I'm watching a lecture on statistical aspects of data mining given by a Goolge employee lecturing at Stanford. Some of it is supposed to be relevant to Association Analysis. A sad thing about video is that it's difficult to skip to the parts you need. Skimming is more difficult than with text at present :)
I wish the lectures at the University of Guelph were also available on-line. I would rather be paying almost solely for certification than for access to the knowledge. Is sitting in on classes you're not registered in a theft of intellectual property? What if you're not even a student? What if you're not a citizen of Canada? Does it matter whether a university is public or private?

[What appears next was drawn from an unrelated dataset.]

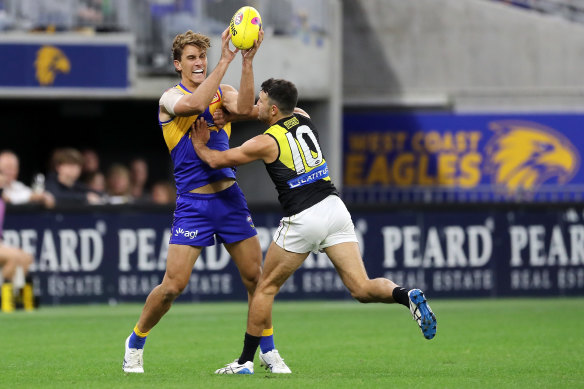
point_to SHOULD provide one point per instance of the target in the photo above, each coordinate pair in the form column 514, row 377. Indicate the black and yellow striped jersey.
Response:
column 300, row 172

Well, I feel that lectures can move on-line quite easily and will. It'll be much less expensive than paying lecturers at every university to be present. Instead, a few good lecturers will be hired to be recorded. There'll be greater quality control. Perhaps competing lecturers could produce their own series of lectures and sell them, meeting some curriculum requirements. Cheaper video lectures, fancier video lectures, all "guaranteed" to fulfill course requirements. Standardised exams. The worst aspect is the loss of diversity of course. Oh, what a tremendous loss, too! As my girlfriend suggests, have personalised lectures. "Data Structures by Xining Li" and people could subscribe to certain course approachs. That would be nice. Yup, the future, recorded here for your edification.
The video claims association analysis will be covered the week they look at chapter 6, which concerns it. The textbook is by a few fellows and Kumar. I think I saw that textbook available on-line (legitimately). I suppose I'll investigate.